Senator Bernie Sanders heeft zich achter Biden geschaard, maar een aantal Republikeinse en Democratische partijprominenten staan om verschillende redenen kritisch tegenover het besluit van Biden. Ten eerste vrezen ze dat de Afghaanse regering, die door de Verenigde Staten in het leven is geroepen, snel zal instorten en dat de Taliban de macht zal overnemen. Ten tweede vrezen critici dat als de Taliban de macht grijpt, de Verenigde Staten niet in staat zullen zijn het islamitische extremisme in de regio te controleren en te bestrijden. Ten derde voeren anderen aan dat een Taliban-regering de rechten van de vrouw zal beperken en niet-Pashtun-volkeren zal vervolgen. Ook bestaat de vrees dat deze veranderingen in Afghanistan kunnen leiden tot een heropleving van de militante islam in Pakistan, waardoor deze kernmogendheid wordt gedestabiliseerd. De Taliban heeft aangekondigd militaire actie te zullen ondernemen tegen de Amerikaanse troepen die blijven na de datum van 1 mei die ze met de regering-Trump zijn overeengekomen.

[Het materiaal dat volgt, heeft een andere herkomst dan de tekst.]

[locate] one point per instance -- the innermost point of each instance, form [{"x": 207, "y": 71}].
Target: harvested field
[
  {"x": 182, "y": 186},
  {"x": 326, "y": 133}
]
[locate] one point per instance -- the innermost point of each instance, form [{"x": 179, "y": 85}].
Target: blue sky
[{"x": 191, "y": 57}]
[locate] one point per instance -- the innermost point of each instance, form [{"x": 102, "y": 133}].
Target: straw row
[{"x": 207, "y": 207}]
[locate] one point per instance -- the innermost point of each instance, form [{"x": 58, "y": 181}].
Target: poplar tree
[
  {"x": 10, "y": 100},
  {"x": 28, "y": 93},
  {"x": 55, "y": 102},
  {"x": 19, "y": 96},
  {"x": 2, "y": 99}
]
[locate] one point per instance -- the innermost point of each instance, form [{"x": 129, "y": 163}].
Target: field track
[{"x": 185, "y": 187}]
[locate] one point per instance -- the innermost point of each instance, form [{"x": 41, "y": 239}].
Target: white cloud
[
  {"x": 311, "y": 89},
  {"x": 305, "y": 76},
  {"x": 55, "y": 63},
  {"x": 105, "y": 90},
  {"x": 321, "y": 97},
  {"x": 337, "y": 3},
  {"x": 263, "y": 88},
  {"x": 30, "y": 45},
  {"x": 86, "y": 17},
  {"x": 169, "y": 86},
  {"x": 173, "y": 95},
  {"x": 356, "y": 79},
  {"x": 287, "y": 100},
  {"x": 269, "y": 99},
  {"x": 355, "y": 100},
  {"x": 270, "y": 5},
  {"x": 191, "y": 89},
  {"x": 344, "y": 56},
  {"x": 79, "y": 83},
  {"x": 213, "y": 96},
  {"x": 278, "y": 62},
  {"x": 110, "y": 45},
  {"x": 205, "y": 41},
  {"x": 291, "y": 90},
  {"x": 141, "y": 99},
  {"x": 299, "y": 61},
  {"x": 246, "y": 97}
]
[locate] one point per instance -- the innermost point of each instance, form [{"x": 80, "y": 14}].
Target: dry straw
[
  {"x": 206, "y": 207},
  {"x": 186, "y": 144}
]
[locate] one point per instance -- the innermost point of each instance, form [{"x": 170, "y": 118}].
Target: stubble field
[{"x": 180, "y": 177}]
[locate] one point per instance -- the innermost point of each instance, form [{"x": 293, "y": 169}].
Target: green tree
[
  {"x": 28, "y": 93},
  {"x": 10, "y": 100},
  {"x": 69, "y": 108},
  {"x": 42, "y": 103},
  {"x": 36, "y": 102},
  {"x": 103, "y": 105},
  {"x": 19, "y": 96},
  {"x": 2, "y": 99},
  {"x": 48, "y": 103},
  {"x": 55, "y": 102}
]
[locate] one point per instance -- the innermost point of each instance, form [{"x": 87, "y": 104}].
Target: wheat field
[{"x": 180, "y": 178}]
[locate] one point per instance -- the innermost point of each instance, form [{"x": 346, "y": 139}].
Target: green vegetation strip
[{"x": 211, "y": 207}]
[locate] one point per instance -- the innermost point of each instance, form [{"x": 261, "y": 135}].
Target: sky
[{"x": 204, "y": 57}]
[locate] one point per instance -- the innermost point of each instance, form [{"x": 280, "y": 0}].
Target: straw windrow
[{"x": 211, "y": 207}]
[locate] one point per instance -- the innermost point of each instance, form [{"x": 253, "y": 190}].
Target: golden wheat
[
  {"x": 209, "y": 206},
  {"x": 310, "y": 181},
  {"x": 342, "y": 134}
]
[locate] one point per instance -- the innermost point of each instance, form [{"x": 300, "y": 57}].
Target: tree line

Sinds de Verenigde Staten ’s werelds grootste olieproducent zijn geworden, dankzij fracking, en zich nu richten op koolstofvrije energiebronnen, zijn Afghanistan, Irak en het hele Midden-Oosten niet meer zo belangrijk voor de Amerikaanse kapitalistische klasse. De heersende klasse in de VS richt haar aandacht nu op haar grootste economische concurrent China.

Dit artikel verscheen oorspronkelijk op New Politics. Nederlandse vertaling: redactie Grenzeloos.